The CNRS also invited a representative from the National Research Institute for Agriculture, Food and Environment to mark the occasion. Every year, the two organisations jointly run a national training event on document mining and information extraction for scientific communities in French higher education and research. "Some participants come back every year to update their knowledge and find out about new software at our practical workshops. It's always a good sign when participants want to come back year after year to reinforce their skills", says Sylvie Rousset.

Cinq personnes sur scène dont une debout au micro à droite
The day includes a round table on the promotion of free software. © CNRS

The CNRS is also working to develop a national strategy with its partners and the MESR. In this way, the Open Science Day dovetails with the Ministry's free software conference on November 29th organised to present the current state of production and development of research software and award the Open Science prizes for free software.

The Software Heritage initiative

Software Heritage (French link) collects, preserves and shares all publicly available software in source code form. Its aim is construct a common, shared infrastructure to benefit industry, research, culture and society as a whole.

Text data mining and large language models (LLM)

The afternoon is devoted to text and data mining. Scientific production accelerates annually and scientists are increasingly favouring digital solutions for browsing scientific literature, extracting information and producing new knowledge. Alain Schuhl considers that text mining will facilitate innovation to explore, share and reuse research results. "The CNRS is ready to support text mining tools and software and democratise their use in all disciplines", he says.

However conversational robots like ChatGPT (French link) have now been made available to the general public, raising questions about the relevance of the results these tools can provide. These AI assistants have potential for the analysis of large data volumes and for extracting information via a user interface that looks like a search engine. They also propose queries in the form of phrases, or 'prompts'. The latest robots are the fruit of years of text data mining work on developing large language models (LLMs) that are sufficiently indexed to train artificial intelligence. In this field, the CNRS is well placed with the Jean Zay supercomputer (see boxed text).

However, proprietary softwares are currently like closed 'black boxes' that do not display the source codes so users can understand how the algorithm works or the nature of the data its results are based on.

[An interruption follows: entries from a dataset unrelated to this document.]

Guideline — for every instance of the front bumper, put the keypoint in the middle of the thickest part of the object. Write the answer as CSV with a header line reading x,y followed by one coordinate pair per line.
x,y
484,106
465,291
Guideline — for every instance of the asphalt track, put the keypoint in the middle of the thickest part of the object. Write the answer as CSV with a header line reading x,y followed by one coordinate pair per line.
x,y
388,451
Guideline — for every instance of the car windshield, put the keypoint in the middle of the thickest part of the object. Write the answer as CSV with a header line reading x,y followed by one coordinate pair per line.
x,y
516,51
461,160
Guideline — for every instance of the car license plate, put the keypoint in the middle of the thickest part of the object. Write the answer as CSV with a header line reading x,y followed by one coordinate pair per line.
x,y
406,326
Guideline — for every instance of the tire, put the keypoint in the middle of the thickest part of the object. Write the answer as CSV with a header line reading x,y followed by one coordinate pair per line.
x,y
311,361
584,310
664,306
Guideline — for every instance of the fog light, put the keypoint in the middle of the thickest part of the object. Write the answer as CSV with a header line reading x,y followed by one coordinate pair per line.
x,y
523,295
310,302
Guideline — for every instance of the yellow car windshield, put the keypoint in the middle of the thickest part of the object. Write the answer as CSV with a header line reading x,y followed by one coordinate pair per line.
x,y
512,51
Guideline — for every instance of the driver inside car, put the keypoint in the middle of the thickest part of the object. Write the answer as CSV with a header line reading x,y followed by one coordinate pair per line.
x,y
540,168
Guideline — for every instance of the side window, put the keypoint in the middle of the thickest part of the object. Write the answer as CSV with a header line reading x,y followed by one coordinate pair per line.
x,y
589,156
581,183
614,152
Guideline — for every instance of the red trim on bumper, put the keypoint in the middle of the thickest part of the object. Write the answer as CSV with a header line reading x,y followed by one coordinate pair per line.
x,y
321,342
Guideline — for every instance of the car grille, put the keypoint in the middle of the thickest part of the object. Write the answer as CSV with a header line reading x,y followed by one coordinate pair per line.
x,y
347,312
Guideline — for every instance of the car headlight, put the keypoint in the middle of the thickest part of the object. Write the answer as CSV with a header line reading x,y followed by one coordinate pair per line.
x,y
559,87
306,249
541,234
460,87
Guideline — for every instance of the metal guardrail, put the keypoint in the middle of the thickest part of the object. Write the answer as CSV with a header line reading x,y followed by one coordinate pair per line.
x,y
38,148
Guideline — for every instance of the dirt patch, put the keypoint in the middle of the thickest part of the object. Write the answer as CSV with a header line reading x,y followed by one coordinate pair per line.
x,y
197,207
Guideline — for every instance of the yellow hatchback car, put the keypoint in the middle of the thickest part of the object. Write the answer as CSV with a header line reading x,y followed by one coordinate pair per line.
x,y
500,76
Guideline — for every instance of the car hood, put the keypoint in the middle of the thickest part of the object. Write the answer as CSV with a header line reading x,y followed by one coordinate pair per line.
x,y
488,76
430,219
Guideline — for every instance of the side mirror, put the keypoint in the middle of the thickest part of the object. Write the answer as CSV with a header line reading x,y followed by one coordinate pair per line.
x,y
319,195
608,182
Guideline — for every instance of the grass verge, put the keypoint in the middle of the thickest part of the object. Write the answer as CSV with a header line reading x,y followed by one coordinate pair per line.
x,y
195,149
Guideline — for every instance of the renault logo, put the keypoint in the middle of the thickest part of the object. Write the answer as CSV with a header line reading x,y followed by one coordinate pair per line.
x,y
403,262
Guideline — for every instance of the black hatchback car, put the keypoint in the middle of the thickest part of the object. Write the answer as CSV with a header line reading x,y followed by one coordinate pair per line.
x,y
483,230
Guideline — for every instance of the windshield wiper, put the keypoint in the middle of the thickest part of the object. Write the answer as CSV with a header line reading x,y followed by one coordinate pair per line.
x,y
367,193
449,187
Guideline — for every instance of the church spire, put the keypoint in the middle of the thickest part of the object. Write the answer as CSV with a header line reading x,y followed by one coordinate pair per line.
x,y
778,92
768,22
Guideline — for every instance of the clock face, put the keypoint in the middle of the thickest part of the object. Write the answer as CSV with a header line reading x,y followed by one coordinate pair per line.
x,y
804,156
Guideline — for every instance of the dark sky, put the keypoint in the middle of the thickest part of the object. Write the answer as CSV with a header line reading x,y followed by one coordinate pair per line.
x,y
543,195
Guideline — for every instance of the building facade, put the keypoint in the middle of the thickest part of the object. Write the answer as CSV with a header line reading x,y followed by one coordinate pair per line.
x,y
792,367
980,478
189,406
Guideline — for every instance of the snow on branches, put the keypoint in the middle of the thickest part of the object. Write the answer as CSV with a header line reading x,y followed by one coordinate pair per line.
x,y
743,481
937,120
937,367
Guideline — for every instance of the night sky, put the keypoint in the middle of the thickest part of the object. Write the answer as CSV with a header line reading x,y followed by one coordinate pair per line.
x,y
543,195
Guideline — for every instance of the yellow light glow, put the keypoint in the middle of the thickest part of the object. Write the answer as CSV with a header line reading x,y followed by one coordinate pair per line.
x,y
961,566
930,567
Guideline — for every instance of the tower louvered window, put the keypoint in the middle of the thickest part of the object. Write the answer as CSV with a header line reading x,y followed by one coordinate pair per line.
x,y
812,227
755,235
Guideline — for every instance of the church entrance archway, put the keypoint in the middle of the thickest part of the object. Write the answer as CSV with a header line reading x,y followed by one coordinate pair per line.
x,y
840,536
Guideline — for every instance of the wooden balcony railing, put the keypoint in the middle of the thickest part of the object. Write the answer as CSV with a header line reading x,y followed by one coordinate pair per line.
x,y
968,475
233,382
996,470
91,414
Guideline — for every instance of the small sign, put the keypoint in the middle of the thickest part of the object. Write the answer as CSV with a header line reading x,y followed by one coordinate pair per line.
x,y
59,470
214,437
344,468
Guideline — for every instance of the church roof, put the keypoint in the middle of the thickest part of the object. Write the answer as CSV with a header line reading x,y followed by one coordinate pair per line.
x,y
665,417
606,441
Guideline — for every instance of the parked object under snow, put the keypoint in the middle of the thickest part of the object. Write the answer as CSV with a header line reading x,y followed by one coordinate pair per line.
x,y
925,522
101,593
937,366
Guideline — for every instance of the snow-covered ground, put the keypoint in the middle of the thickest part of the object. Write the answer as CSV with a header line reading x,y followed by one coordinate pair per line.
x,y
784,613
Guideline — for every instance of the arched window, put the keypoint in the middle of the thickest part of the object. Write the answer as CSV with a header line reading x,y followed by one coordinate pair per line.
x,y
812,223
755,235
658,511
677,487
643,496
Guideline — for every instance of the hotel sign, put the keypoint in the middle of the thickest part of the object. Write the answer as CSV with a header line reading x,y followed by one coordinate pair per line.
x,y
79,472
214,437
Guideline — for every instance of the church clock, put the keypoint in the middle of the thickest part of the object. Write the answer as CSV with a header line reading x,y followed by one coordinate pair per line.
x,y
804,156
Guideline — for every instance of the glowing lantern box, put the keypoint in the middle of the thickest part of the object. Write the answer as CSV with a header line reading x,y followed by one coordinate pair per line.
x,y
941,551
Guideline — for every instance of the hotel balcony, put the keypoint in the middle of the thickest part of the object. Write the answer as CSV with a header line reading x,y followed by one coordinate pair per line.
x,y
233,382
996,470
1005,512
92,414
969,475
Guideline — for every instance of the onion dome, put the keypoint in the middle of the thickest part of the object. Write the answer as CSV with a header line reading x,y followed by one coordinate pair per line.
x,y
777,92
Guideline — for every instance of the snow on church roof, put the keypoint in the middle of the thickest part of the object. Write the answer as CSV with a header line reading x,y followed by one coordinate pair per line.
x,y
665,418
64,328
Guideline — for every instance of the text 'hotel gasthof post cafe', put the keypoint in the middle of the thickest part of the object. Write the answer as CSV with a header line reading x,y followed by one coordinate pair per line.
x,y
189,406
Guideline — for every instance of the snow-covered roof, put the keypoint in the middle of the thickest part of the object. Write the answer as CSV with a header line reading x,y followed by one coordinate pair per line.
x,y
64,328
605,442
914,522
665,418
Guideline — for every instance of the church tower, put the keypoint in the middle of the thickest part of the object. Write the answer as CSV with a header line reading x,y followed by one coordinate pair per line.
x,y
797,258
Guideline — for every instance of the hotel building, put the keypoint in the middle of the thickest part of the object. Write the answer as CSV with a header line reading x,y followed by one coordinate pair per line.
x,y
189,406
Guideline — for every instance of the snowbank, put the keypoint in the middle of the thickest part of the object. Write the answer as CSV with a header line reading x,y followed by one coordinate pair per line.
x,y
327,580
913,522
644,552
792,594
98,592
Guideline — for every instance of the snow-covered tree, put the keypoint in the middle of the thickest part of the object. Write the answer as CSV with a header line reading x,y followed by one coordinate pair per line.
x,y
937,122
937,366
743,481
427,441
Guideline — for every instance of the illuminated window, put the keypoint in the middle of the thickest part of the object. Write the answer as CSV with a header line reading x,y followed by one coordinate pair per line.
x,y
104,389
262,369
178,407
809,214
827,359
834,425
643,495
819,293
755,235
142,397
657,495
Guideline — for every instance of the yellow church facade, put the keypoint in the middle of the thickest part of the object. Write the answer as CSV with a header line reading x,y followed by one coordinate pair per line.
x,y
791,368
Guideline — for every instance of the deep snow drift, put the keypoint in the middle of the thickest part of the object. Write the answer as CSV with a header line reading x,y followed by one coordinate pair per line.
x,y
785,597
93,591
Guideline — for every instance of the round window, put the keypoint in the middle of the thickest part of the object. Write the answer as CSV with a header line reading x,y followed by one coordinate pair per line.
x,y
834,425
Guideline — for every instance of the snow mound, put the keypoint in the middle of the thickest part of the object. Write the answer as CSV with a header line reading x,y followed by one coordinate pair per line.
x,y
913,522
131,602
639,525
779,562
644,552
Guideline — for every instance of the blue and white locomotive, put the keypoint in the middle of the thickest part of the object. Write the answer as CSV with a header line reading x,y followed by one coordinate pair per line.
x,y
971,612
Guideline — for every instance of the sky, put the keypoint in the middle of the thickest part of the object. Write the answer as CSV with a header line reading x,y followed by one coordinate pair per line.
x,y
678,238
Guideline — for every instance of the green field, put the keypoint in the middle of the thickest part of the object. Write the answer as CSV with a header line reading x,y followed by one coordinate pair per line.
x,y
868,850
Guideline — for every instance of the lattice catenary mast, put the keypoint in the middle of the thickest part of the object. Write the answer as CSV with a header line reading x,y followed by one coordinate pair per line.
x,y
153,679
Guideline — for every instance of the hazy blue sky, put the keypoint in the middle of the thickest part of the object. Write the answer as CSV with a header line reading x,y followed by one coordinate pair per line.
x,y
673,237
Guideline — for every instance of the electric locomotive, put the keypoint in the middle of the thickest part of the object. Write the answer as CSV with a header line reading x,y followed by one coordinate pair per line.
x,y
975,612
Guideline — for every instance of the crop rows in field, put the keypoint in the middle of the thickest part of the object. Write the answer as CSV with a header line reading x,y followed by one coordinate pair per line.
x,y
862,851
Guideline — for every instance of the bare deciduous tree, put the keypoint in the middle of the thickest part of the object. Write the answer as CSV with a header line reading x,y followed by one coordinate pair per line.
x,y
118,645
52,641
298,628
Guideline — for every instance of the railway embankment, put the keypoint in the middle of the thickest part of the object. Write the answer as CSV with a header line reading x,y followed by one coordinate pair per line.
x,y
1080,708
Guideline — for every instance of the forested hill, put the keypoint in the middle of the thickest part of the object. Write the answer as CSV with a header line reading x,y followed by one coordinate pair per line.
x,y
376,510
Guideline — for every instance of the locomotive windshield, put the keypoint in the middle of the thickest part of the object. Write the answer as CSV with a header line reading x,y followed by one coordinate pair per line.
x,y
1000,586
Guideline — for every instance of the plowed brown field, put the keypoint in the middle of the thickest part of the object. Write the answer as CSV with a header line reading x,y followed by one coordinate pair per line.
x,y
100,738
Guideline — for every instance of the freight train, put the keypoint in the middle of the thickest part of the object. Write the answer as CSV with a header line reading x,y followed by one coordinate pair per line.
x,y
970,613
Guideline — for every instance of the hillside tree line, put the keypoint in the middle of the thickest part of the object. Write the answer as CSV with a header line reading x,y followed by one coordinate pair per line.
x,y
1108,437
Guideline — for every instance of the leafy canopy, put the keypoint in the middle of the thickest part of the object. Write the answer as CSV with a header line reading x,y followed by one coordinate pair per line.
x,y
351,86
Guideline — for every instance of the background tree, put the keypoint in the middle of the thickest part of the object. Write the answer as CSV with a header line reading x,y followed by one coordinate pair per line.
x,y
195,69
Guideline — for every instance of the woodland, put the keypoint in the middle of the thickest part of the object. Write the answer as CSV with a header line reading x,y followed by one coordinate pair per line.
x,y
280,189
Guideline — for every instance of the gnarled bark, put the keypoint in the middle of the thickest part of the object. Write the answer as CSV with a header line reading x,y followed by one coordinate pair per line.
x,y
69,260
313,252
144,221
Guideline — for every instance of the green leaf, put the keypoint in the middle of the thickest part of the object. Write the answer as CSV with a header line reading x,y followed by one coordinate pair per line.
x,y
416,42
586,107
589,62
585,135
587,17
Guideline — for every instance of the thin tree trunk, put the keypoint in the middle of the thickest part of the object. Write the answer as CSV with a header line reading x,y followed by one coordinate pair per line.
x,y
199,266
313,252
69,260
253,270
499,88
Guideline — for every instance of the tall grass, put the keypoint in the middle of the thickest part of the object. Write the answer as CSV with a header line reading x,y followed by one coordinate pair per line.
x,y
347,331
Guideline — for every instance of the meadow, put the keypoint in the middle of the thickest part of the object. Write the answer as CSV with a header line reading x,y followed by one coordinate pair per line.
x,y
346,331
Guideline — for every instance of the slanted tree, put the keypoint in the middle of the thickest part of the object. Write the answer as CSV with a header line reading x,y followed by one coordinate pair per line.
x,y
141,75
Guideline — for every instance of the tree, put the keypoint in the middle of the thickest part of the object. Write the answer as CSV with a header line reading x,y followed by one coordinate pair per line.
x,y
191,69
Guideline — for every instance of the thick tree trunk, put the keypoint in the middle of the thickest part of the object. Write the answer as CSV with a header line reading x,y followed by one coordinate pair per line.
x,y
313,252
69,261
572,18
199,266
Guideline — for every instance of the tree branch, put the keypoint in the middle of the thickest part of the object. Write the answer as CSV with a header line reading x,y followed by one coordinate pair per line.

This runs contrary to open science requirements that data and software should be accessible for reasons of integrity, replicability and transparency. Several presentations giving an overview of text data mining will be followed by a round-table focusing on these very issues.

The Jean Zay supercomputer and the 'Bloom' large language model

This is the leading national supercomputer for the artificial intelligence community and is used to solve the most complex scientific problems in climate research, astrophysics and biology. Jean Zay is located on the Saclay plateau, developed by HPE (French link) and operated by the CNRS's Institute for Development and Resources in Intensive Scientific Computing. The large language model 'Bloom' (French link) was trained on the Jean Zay supercomputer. 'Bloom' is an artificial intelligence capable of understanding any text in 46 languages and reproducing the main information.